In spite of these discrepancies and blunders, the quarto of 1613 presents the most satisfactory basis of departure for a critical treatment of the play. Many corrections are made in the quartos of 1635 and the folio of 1679; but often, too, an original reading is preferable to its alteration, and neither the quartos nor the folio can be set forth as authoritative. All things considered, it has been deemed best to adopt for this edition the text of the First Quarto, and to subjoin whatever variant readings are helpful in removing difficulties or suggestive of alternative readings.

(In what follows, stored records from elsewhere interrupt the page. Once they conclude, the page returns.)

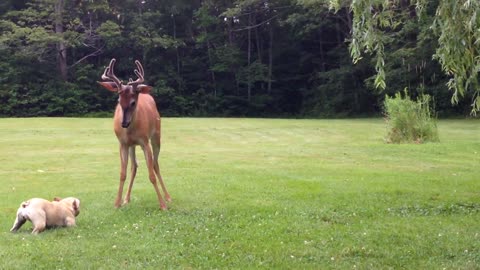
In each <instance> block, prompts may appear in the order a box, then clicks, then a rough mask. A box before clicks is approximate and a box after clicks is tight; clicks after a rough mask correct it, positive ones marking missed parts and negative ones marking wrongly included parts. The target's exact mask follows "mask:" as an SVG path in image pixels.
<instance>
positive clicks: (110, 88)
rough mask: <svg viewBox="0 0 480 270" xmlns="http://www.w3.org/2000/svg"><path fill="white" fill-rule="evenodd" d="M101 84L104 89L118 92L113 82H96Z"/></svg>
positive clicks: (118, 89) (109, 90) (101, 85)
mask: <svg viewBox="0 0 480 270" xmlns="http://www.w3.org/2000/svg"><path fill="white" fill-rule="evenodd" d="M98 84H100V85H101V86H103V87H104V88H105V89H107V90H109V91H112V92H118V90H119V89H118V88H117V85H116V84H115V83H114V82H98Z"/></svg>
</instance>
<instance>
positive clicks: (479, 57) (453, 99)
mask: <svg viewBox="0 0 480 270" xmlns="http://www.w3.org/2000/svg"><path fill="white" fill-rule="evenodd" d="M433 27H434V30H435V31H436V33H437V35H438V36H439V38H438V44H439V46H438V48H437V51H436V54H435V58H436V59H437V60H438V61H439V62H440V64H441V65H442V69H443V70H444V71H445V72H446V73H447V74H448V75H451V76H452V77H453V78H451V79H450V80H449V82H448V84H447V85H448V87H449V88H450V89H452V90H453V91H454V92H453V96H452V103H458V101H459V97H464V96H465V95H466V94H467V93H468V92H470V91H472V92H473V93H474V98H473V102H472V112H473V113H476V112H477V111H480V96H479V95H480V90H479V89H480V84H479V76H478V74H479V70H480V46H479V44H480V31H478V29H480V2H479V1H471V0H462V1H443V2H442V3H441V4H440V5H439V7H438V9H437V12H436V16H435V21H434V23H433Z"/></svg>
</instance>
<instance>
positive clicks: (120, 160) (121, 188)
mask: <svg viewBox="0 0 480 270" xmlns="http://www.w3.org/2000/svg"><path fill="white" fill-rule="evenodd" d="M127 165H128V146H126V145H123V144H120V184H119V186H118V193H117V198H116V199H115V208H119V207H120V206H121V201H122V193H123V185H124V184H125V179H126V178H127Z"/></svg>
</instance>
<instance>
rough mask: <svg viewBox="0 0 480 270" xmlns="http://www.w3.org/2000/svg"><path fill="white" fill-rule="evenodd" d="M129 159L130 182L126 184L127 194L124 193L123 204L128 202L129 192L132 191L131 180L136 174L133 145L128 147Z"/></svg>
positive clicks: (134, 146)
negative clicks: (130, 164)
mask: <svg viewBox="0 0 480 270" xmlns="http://www.w3.org/2000/svg"><path fill="white" fill-rule="evenodd" d="M129 154H130V159H131V160H132V163H131V165H130V174H131V175H130V183H129V184H128V189H127V195H125V200H124V201H123V204H127V203H129V202H130V193H131V192H132V187H133V181H134V180H135V175H136V174H137V168H138V164H137V158H136V157H135V146H130V148H129Z"/></svg>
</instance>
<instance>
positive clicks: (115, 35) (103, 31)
mask: <svg viewBox="0 0 480 270" xmlns="http://www.w3.org/2000/svg"><path fill="white" fill-rule="evenodd" d="M97 33H98V35H99V36H100V37H101V38H103V40H104V41H105V43H106V44H107V46H108V47H110V48H115V47H121V46H122V45H123V43H122V39H121V36H122V32H121V28H120V25H118V24H117V23H115V22H113V21H110V20H108V21H106V22H104V23H102V24H101V25H100V26H99V27H98V28H97Z"/></svg>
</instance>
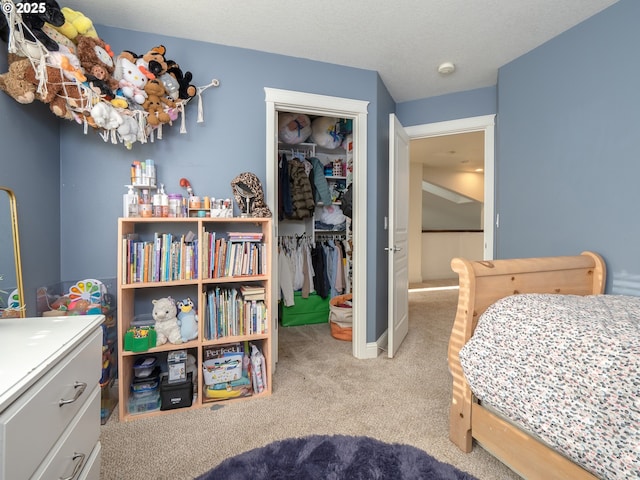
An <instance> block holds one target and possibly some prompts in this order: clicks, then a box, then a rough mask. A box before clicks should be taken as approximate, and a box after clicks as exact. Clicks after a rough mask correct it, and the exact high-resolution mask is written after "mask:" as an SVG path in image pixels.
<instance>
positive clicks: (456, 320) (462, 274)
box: [448, 252, 606, 451]
mask: <svg viewBox="0 0 640 480" xmlns="http://www.w3.org/2000/svg"><path fill="white" fill-rule="evenodd" d="M451 268H452V269H453V271H454V272H456V273H457V274H458V278H459V285H460V292H459V294H458V309H457V312H456V318H455V321H454V324H453V328H452V331H451V337H450V339H449V355H448V356H449V369H450V371H451V374H452V375H453V398H452V402H453V403H452V405H451V412H450V414H451V417H450V429H451V431H450V434H451V437H452V440H454V439H453V437H456V438H457V439H458V440H454V442H455V443H457V444H458V446H459V447H460V448H461V449H462V450H464V451H470V450H471V436H470V435H468V434H467V432H466V431H467V430H468V429H469V428H470V424H468V418H467V417H470V408H471V407H470V405H471V391H470V390H469V389H468V386H467V385H466V380H465V378H464V374H463V372H462V367H461V366H460V359H459V358H458V354H459V353H460V349H461V348H462V346H463V345H464V344H465V343H466V342H467V340H469V338H471V336H472V335H473V331H474V330H475V328H476V325H477V322H478V318H479V317H480V315H481V314H482V313H483V312H484V311H485V310H486V309H487V307H488V306H489V305H491V304H493V303H495V302H496V301H497V300H499V299H500V298H503V297H506V296H509V295H513V294H516V293H561V294H574V295H591V294H599V293H604V287H605V280H606V266H605V263H604V260H603V259H602V257H601V256H600V255H598V254H597V253H593V252H583V253H582V254H580V255H575V256H565V257H540V258H517V259H505V260H491V261H474V262H472V261H469V260H465V259H462V258H454V259H453V260H451ZM462 438H464V441H461V440H460V439H462Z"/></svg>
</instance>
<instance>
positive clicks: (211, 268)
mask: <svg viewBox="0 0 640 480" xmlns="http://www.w3.org/2000/svg"><path fill="white" fill-rule="evenodd" d="M232 234H233V232H232V233H229V234H227V237H220V238H215V240H214V238H210V239H209V240H208V245H209V247H208V248H207V247H205V252H204V254H205V258H207V257H208V256H210V260H209V261H208V262H207V265H208V267H207V270H208V272H207V278H222V277H238V276H247V275H262V274H264V272H265V271H266V265H265V258H266V255H265V253H264V249H265V248H266V246H265V244H264V243H262V242H261V240H262V233H260V234H257V235H256V236H255V237H252V238H253V239H252V240H247V239H246V238H245V239H243V240H241V239H239V237H237V236H232ZM242 235H245V236H246V234H244V233H243V234H242ZM206 245H207V244H206Z"/></svg>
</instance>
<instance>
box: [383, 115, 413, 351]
mask: <svg viewBox="0 0 640 480" xmlns="http://www.w3.org/2000/svg"><path fill="white" fill-rule="evenodd" d="M408 185H409V136H408V135H407V133H406V132H405V131H404V128H403V127H402V125H401V124H400V122H399V121H398V119H397V118H396V116H395V115H394V114H393V113H392V114H390V115H389V246H388V247H387V248H386V249H385V250H386V251H387V253H388V254H389V328H388V331H387V336H388V342H389V343H388V347H387V354H388V356H389V358H393V356H394V355H395V353H396V352H397V351H398V348H399V347H400V344H401V343H402V341H403V340H404V337H406V336H407V332H408V331H409V261H408V253H409V188H407V187H408Z"/></svg>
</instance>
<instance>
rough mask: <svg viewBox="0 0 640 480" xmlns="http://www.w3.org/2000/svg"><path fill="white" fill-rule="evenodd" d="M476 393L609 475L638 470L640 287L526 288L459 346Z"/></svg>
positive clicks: (484, 318) (587, 465)
mask: <svg viewBox="0 0 640 480" xmlns="http://www.w3.org/2000/svg"><path fill="white" fill-rule="evenodd" d="M460 360H461V363H462V369H463V371H464V374H465V376H466V377H467V380H468V382H469V385H470V386H471V390H472V391H473V393H474V394H475V395H476V397H477V398H478V399H479V400H480V401H482V402H484V403H487V404H488V405H490V406H491V407H492V408H493V409H495V410H497V411H498V412H500V413H501V414H502V415H504V416H505V417H507V418H508V419H510V420H511V421H513V422H515V423H517V424H518V425H521V426H522V427H523V428H524V430H527V431H529V432H530V433H533V434H534V435H536V436H537V437H538V438H540V439H541V440H543V441H544V442H546V443H547V444H548V445H550V446H552V447H553V448H554V449H555V450H557V451H558V452H560V453H562V454H564V455H565V456H567V457H569V458H571V459H572V460H573V461H574V462H575V463H578V464H580V465H582V466H583V468H585V469H586V470H589V471H590V472H592V473H593V474H594V475H596V476H598V477H601V478H605V479H630V478H640V297H632V296H624V295H593V296H587V297H581V296H575V295H547V294H522V295H512V296H510V297H506V298H503V299H501V300H500V301H498V302H496V303H495V304H494V305H492V306H491V307H489V308H488V309H487V310H486V311H485V313H484V314H483V315H482V316H481V317H480V319H479V321H478V327H477V328H476V331H475V333H474V335H473V337H472V338H471V340H469V342H467V344H466V345H465V346H464V347H463V348H462V350H461V352H460Z"/></svg>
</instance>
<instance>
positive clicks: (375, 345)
mask: <svg viewBox="0 0 640 480" xmlns="http://www.w3.org/2000/svg"><path fill="white" fill-rule="evenodd" d="M264 91H265V102H266V112H267V128H266V130H267V147H266V148H267V155H266V161H267V169H266V172H267V178H266V181H267V185H266V194H265V197H266V201H267V205H268V206H269V208H270V209H271V211H272V212H273V215H274V216H276V215H277V214H278V211H277V208H276V205H277V202H276V192H277V188H276V185H277V184H278V170H277V158H278V129H277V125H278V112H279V111H286V112H297V113H306V114H308V115H319V116H330V117H337V118H347V119H351V120H352V121H353V140H354V145H353V164H354V173H353V199H354V201H353V218H354V222H353V223H352V230H353V244H354V245H356V246H357V248H354V253H353V288H352V291H353V298H354V305H353V339H352V348H353V356H354V357H356V358H375V357H376V356H377V355H378V349H377V346H376V345H375V342H372V343H373V346H372V347H369V346H368V345H367V208H366V205H367V161H366V160H367V108H368V105H369V102H366V101H362V100H352V99H347V98H340V97H330V96H325V95H317V94H313V93H303V92H296V91H291V90H279V89H275V88H269V87H265V89H264ZM273 225H274V232H273V239H274V241H273V242H272V245H273V251H272V258H273V259H274V262H273V264H274V265H277V242H276V241H275V240H276V238H277V236H278V222H277V218H275V219H274V222H273ZM272 285H273V286H274V288H273V289H272V290H273V297H272V298H271V305H272V306H273V307H274V308H272V311H275V310H274V309H275V306H276V305H277V304H278V290H279V282H278V271H277V269H274V271H273V275H272ZM273 317H274V319H273V321H272V339H273V340H272V341H273V345H272V352H273V354H272V357H273V362H272V363H274V365H273V368H275V362H277V360H278V322H277V319H276V318H275V317H276V315H273ZM274 371H275V370H274Z"/></svg>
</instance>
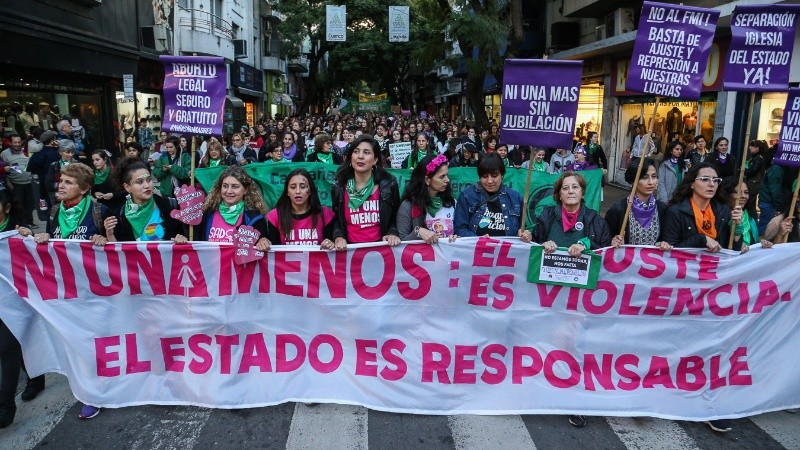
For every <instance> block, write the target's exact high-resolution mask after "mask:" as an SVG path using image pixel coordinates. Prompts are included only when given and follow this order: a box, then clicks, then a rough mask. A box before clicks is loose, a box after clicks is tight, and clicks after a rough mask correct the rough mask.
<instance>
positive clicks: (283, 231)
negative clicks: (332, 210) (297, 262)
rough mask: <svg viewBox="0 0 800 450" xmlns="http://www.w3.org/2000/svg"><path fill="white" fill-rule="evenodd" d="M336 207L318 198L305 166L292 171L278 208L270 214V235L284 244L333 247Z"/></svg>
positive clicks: (330, 248) (286, 181)
mask: <svg viewBox="0 0 800 450" xmlns="http://www.w3.org/2000/svg"><path fill="white" fill-rule="evenodd" d="M333 219H334V216H333V211H332V210H331V209H330V208H328V207H327V206H322V204H320V202H319V194H318V193H317V187H316V185H314V181H313V180H312V179H311V174H310V173H308V171H307V170H306V169H295V170H293V171H291V172H289V175H288V176H287V177H286V183H285V184H284V185H283V193H282V194H281V196H280V198H278V202H277V204H276V205H275V209H273V210H272V211H270V212H269V214H267V238H268V239H269V240H270V242H275V243H276V244H277V243H280V244H282V245H287V244H288V245H318V246H321V247H322V249H323V250H333V222H334V220H333Z"/></svg>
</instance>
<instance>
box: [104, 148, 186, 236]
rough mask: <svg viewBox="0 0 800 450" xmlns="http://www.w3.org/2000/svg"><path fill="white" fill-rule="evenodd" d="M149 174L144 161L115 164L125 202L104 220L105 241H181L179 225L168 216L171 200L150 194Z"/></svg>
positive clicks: (180, 229)
mask: <svg viewBox="0 0 800 450" xmlns="http://www.w3.org/2000/svg"><path fill="white" fill-rule="evenodd" d="M153 181H154V180H153V176H152V175H151V174H150V169H149V168H148V167H147V165H146V164H145V163H143V162H142V161H141V160H139V159H136V158H126V159H124V160H122V162H120V163H119V165H118V166H117V182H118V183H119V185H120V186H122V188H123V189H125V191H126V192H127V193H128V197H127V198H126V200H125V205H124V206H122V208H120V209H119V210H118V211H117V212H116V214H115V215H114V216H112V217H109V218H107V219H105V221H104V222H103V225H104V226H105V228H106V238H108V242H117V241H123V242H124V241H168V240H173V241H174V242H175V243H185V242H186V237H184V236H183V235H182V233H183V225H182V224H181V223H180V222H179V221H177V220H176V219H173V218H172V216H170V212H172V210H173V209H175V208H173V207H172V203H171V202H170V201H169V199H167V198H166V197H162V196H160V195H153V194H154V192H155V191H154V188H153Z"/></svg>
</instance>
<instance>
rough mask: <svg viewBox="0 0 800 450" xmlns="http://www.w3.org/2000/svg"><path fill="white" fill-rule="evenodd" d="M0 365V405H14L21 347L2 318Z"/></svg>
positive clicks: (21, 351)
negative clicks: (5, 323)
mask: <svg viewBox="0 0 800 450" xmlns="http://www.w3.org/2000/svg"><path fill="white" fill-rule="evenodd" d="M0 366H2V368H3V372H2V376H0V407H14V406H15V402H14V395H15V394H16V393H17V382H18V381H19V369H20V367H21V366H22V348H20V346H19V341H17V338H16V337H14V335H13V334H11V330H9V329H8V327H7V326H6V324H5V323H3V321H2V320H0Z"/></svg>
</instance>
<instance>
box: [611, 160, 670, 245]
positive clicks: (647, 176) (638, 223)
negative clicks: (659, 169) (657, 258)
mask: <svg viewBox="0 0 800 450" xmlns="http://www.w3.org/2000/svg"><path fill="white" fill-rule="evenodd" d="M642 164H643V166H642V175H641V176H640V177H639V182H638V183H636V186H635V187H634V195H633V203H632V204H631V215H630V217H629V218H628V225H627V227H626V228H625V237H624V238H623V237H622V236H621V235H619V234H617V233H619V232H620V229H621V228H622V219H623V217H624V216H625V210H626V209H627V208H628V196H625V198H622V199H620V200H619V201H618V202H616V203H614V204H613V205H611V208H610V209H609V210H608V212H607V213H606V223H608V228H609V231H610V232H611V233H613V234H614V237H613V238H611V246H612V247H616V248H619V247H622V246H623V245H657V246H659V247H660V248H661V250H663V251H667V250H672V246H671V245H669V243H667V242H664V241H663V239H662V234H663V232H664V226H663V222H664V216H665V213H666V211H667V205H666V204H664V203H663V202H660V201H658V200H657V199H656V196H655V191H656V188H657V187H658V173H657V172H656V162H655V161H653V160H652V159H650V158H645V160H644V162H643V163H642ZM637 169H638V166H637V165H635V164H631V165H630V166H629V167H628V169H627V170H626V171H625V181H626V182H628V184H633V181H634V178H636V170H637Z"/></svg>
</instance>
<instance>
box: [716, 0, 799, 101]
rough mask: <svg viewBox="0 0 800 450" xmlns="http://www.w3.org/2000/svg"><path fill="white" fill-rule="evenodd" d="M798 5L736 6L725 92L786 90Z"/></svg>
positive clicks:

1635. Two quarto editions were published in 1635. Though they are identical in leaf-collation, neither is a reprint of the other. Copies of these editions are bound together in a single volume preserved in the Boston Public Library. I treat them, according to their arrangement, as Q, and Q.

Q2 effects a valuable improvement in removing all of the misprints in the First Quarto as noted above. There is an advance toward modernization in spelling. There are one or two helpful emendations of the text, i. e. of 'em for 'em (1. 223), and get you to for get to (2. 256). There are many improvements upon the First Quarto in punctuation. On the other hand, there are a number of unwarranted alterations, i. e. by my faith for by faith (1. 264); I shall for shall I (2. 451); bound to thank you for bound to you (3. 319); blowing for bellowing (4.468); Too for To (5. 14); part for depart (5.374).